6. Ainsi qu’il a été dit au point 4 ci-dessus, M. A n’établit pas sérieusement avoir vécu « en concubinage pendant des années » avec la mère de ses deux enfants, d’avec qui il est séparé depuis 2020. Il n’établit pas davantage entretenir des liens forts avec ses enfants. Il ne démontre pas une insertion sociale ou professionnelle particulière par la seule production d’une promesse d’embauche établie le 25 janvier 2021 pour un emploi d’aide-coffreur. S’il se prévaut de la présence en France de son père et de deux de ses frères, il n’établit pas être dépourvu de toute attache familiale au Maroc où il a vécu au moins jusqu’à l’âge de 38 ans. Enfin, il a fait l’objet d’une précédente mesure d’éloignement, en date du 21 octobre 2022, à laquelle il n’allègue pas avoir déféré. Dans ces conditions, l’arrêté contesté n’apparaît pas porter à son droit au respect de sa vie privée et familiale une atteinte disproportionnée au regard des buts dans lesquels il a été pris et il ne méconnaît donc pas les stipulations de l’article 8 de la convention européenne de sauvegarde des droits de l’homme et des libertés fondamentales.
7. En dernier lieu, aux termes de l’article 3-1 de la convention internationale des droits de l’enfant : « Dans toutes les décisions qui concernent les enfants, qu’elles soient le fait d’institutions publiques ou privées de protection sociale, des tribunaux, des autorités administratives ou des organes législatifs, l’intérêt supérieur de l’enfant doit être une considération primordiale. () ». Il résulte de ces stipulations que, dans l’exercice de son pouvoir d’appréciation, l’autorité administrative doit accorder une attention primordiale à l’intérêt supérieur des enfants dans toutes les décisions les concernant.

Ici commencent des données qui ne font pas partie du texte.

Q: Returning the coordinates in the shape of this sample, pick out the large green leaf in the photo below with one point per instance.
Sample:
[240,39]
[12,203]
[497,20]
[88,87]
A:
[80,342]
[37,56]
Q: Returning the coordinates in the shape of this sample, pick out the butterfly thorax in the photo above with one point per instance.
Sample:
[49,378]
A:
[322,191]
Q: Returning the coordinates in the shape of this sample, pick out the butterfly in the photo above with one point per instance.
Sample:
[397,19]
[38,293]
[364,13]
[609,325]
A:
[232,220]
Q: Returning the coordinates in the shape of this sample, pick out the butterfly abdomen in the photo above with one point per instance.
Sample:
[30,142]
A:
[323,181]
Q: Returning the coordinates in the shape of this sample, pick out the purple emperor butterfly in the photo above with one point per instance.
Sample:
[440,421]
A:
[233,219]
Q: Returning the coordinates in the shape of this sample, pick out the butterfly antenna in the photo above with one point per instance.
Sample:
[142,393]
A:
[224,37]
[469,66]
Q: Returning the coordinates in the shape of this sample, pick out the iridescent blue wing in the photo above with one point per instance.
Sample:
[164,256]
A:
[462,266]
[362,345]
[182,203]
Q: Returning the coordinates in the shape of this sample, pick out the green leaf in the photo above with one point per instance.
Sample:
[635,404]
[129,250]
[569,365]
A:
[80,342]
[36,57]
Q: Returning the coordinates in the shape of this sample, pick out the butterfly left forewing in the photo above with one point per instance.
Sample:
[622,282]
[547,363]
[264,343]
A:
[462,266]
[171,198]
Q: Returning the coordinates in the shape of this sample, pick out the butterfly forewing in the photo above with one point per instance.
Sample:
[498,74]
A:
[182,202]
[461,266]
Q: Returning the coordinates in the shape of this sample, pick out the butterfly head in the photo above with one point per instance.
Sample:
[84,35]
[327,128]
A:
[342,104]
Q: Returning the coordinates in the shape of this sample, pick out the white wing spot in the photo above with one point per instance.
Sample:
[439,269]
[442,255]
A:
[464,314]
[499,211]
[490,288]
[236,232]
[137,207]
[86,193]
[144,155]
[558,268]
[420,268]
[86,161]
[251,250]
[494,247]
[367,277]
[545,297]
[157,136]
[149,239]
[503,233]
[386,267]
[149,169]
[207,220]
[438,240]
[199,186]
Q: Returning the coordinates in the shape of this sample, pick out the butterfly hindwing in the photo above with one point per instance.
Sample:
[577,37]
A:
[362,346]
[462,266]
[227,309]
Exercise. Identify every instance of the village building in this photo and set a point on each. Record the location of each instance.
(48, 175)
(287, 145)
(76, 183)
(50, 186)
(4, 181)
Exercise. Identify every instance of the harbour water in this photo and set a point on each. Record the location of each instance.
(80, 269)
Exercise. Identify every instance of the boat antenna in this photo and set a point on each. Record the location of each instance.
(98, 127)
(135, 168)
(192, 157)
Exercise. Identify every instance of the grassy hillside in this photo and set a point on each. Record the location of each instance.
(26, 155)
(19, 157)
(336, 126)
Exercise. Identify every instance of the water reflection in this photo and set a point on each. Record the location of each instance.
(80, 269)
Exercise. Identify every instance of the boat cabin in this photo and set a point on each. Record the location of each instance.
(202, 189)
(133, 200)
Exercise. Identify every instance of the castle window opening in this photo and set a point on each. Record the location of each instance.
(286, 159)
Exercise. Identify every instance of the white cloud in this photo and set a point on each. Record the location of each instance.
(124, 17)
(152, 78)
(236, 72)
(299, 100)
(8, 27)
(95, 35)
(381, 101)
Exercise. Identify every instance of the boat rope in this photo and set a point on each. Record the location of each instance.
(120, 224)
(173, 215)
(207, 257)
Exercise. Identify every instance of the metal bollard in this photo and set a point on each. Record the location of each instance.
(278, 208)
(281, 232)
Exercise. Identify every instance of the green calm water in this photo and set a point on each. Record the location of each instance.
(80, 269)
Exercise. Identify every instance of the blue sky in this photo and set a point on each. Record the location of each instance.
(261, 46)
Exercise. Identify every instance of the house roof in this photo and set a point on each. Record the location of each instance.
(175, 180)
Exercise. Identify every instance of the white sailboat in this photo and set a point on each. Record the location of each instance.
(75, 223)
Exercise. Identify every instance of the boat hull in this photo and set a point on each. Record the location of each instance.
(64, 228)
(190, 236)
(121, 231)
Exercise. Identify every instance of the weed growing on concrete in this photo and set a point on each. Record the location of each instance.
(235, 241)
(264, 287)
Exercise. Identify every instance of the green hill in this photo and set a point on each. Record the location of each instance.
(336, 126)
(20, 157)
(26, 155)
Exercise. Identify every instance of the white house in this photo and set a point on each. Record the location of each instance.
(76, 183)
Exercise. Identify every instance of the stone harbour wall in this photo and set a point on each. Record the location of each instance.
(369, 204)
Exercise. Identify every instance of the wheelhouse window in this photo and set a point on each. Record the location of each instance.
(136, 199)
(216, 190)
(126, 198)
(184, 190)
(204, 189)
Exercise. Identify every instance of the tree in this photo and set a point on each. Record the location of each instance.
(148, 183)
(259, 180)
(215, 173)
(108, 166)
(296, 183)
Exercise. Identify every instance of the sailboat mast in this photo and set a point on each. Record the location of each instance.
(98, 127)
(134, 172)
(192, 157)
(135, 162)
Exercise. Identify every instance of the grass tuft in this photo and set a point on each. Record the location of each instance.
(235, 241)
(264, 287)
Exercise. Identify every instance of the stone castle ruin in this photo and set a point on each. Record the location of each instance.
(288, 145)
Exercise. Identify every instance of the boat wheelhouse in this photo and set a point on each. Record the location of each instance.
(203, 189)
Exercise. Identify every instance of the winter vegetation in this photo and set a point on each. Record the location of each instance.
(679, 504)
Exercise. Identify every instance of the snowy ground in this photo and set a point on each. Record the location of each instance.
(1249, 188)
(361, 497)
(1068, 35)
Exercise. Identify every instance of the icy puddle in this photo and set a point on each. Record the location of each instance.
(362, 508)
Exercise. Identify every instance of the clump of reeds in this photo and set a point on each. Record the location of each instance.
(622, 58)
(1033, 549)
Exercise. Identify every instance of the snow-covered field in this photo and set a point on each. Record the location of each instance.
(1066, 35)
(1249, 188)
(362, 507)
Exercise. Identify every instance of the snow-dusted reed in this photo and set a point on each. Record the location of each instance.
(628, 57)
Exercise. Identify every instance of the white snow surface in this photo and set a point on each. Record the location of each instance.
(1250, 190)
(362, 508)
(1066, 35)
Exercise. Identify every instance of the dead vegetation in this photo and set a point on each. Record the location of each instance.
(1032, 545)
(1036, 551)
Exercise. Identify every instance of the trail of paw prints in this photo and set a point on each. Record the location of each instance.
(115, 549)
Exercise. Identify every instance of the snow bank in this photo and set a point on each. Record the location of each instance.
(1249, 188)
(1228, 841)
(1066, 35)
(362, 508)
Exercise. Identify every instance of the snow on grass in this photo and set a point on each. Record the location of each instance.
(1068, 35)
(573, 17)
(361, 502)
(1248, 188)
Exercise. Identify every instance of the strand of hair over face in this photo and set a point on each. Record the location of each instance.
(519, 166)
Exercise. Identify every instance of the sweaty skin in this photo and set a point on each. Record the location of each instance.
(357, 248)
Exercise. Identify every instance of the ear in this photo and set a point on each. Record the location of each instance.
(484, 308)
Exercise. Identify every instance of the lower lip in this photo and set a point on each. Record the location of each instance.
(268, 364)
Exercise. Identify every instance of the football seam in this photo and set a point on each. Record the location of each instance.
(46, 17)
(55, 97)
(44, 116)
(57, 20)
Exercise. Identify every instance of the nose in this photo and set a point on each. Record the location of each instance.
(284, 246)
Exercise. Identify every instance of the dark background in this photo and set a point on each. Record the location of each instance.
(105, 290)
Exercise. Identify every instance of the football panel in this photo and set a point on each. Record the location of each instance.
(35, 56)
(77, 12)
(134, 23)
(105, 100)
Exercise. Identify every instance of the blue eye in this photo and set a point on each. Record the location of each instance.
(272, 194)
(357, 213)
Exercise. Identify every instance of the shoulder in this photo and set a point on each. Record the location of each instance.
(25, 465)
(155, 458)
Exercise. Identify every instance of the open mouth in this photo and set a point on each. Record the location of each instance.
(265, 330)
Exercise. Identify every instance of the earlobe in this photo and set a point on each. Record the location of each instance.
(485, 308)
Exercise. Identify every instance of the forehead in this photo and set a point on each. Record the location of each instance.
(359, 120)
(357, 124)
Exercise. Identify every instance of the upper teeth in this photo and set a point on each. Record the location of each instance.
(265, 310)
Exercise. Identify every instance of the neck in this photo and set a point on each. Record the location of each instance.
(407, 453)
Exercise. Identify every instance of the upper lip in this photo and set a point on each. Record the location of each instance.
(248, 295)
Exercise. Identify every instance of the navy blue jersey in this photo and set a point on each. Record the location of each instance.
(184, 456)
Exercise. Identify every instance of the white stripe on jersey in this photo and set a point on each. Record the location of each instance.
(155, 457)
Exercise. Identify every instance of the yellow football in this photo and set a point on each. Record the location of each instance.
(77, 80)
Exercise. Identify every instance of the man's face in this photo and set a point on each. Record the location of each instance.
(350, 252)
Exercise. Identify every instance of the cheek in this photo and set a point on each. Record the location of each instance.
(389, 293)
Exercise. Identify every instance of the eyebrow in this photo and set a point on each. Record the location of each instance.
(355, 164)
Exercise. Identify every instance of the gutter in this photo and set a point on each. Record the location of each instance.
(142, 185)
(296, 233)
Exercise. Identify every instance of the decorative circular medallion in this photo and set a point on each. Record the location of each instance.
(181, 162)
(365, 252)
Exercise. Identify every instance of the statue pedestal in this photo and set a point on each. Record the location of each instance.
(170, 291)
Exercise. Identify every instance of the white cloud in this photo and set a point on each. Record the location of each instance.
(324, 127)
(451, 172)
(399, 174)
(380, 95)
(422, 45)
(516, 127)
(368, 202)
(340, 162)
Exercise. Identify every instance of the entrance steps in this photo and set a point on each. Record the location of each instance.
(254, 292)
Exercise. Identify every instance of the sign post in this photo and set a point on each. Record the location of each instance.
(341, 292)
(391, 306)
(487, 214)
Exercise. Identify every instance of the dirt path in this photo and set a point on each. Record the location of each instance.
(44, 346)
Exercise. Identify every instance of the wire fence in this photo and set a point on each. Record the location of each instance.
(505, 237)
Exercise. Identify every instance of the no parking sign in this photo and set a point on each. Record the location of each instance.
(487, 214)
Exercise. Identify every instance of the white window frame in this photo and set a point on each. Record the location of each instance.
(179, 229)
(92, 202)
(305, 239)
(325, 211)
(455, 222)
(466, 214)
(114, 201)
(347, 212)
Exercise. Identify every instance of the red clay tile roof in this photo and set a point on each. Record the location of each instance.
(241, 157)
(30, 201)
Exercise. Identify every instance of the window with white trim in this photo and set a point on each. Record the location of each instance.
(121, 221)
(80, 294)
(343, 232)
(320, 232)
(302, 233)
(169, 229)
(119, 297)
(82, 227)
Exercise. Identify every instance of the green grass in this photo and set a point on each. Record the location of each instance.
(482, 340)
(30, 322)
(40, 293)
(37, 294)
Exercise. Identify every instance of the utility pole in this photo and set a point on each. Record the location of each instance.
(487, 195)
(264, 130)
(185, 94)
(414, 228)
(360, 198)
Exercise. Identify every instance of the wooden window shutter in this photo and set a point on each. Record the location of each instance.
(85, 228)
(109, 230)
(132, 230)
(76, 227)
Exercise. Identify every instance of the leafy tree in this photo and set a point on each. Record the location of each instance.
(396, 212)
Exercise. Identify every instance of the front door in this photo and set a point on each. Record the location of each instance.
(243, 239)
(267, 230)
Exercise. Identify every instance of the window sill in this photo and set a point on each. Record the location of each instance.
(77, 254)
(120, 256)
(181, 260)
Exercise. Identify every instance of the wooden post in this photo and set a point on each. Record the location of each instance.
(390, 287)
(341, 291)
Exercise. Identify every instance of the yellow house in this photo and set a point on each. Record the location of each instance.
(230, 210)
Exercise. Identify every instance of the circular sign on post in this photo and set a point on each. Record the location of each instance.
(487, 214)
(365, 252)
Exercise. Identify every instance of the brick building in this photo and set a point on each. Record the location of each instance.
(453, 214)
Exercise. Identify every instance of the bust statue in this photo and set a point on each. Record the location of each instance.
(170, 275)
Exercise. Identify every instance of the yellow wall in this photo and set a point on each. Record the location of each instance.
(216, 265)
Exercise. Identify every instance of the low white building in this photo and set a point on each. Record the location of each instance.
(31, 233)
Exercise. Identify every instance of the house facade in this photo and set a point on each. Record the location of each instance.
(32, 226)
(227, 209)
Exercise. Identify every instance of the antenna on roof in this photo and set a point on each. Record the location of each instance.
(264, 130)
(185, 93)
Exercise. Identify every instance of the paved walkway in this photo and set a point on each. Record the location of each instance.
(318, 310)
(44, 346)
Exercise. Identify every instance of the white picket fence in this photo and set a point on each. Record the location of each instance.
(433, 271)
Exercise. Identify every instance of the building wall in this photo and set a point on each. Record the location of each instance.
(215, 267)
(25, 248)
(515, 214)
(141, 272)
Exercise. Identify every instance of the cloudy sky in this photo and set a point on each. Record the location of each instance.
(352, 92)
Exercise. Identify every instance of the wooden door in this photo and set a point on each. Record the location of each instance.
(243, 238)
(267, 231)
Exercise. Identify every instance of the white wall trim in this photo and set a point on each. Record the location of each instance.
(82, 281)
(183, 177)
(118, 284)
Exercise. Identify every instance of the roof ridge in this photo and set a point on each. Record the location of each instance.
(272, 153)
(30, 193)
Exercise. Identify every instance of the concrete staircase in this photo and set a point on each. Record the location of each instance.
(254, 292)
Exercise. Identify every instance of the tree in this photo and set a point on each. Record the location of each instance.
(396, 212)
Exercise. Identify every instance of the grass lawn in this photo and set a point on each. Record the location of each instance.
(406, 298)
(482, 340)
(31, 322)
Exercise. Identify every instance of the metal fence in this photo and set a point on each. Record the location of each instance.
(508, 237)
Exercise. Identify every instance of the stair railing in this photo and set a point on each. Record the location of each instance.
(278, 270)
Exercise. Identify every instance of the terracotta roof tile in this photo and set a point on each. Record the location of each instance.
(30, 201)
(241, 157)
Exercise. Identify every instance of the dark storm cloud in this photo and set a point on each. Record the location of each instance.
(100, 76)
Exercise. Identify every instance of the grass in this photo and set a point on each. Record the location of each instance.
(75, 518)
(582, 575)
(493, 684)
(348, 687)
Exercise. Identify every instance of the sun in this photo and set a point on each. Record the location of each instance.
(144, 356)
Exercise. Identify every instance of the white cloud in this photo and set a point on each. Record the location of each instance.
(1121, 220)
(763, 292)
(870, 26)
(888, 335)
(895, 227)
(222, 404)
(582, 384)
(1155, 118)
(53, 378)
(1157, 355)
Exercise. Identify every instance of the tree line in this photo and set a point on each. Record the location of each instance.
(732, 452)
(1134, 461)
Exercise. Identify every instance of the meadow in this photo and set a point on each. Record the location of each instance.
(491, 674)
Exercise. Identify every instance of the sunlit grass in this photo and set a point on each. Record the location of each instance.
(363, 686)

8. Eu égard à ce qui a été dit au point 4 ci-dessus, la décision contestée n’apparaît pas méconnaître les stipulations précitées de l’article 3-1 de la convention internationale des droits de l’enfant.
9. Il résulte de tout ce qui précède que la requête d’appel de M. A est manifestement dépourvue de fondement. Dès lors, ses conclusions présentées à fin d’annulation et d’injonction peuvent être rejetées en application du dernier alinéa de l’article R. 222-1 du code de justice administrative. Il en va de même, par voie de conséquence, des conclusions tendant à l’application des dispositions de l’article L. 761-1 du code de justice administrative.
O R D O N N E :
Article 1er : La requête M. A est rejetée.
Article 2 : La présente ordonnance sera notifiée à M. B A, à Me El Mabrouk et au ministre de l’intérieur.
Copie en sera adressée au préfet de Vaucluse.
Fait à Toulouse, le 19 novembre 2024.
Le président désigné,
signé
B. COUTIER
La République mande et ordonne au ministre de l’intérieur en ce qui le concerne ou à tous commissaires de justice à ce requis en ce qui concerne les voies de droit commun contre les parties privées, de pourvoir à l’exécution de la présente ordonnance.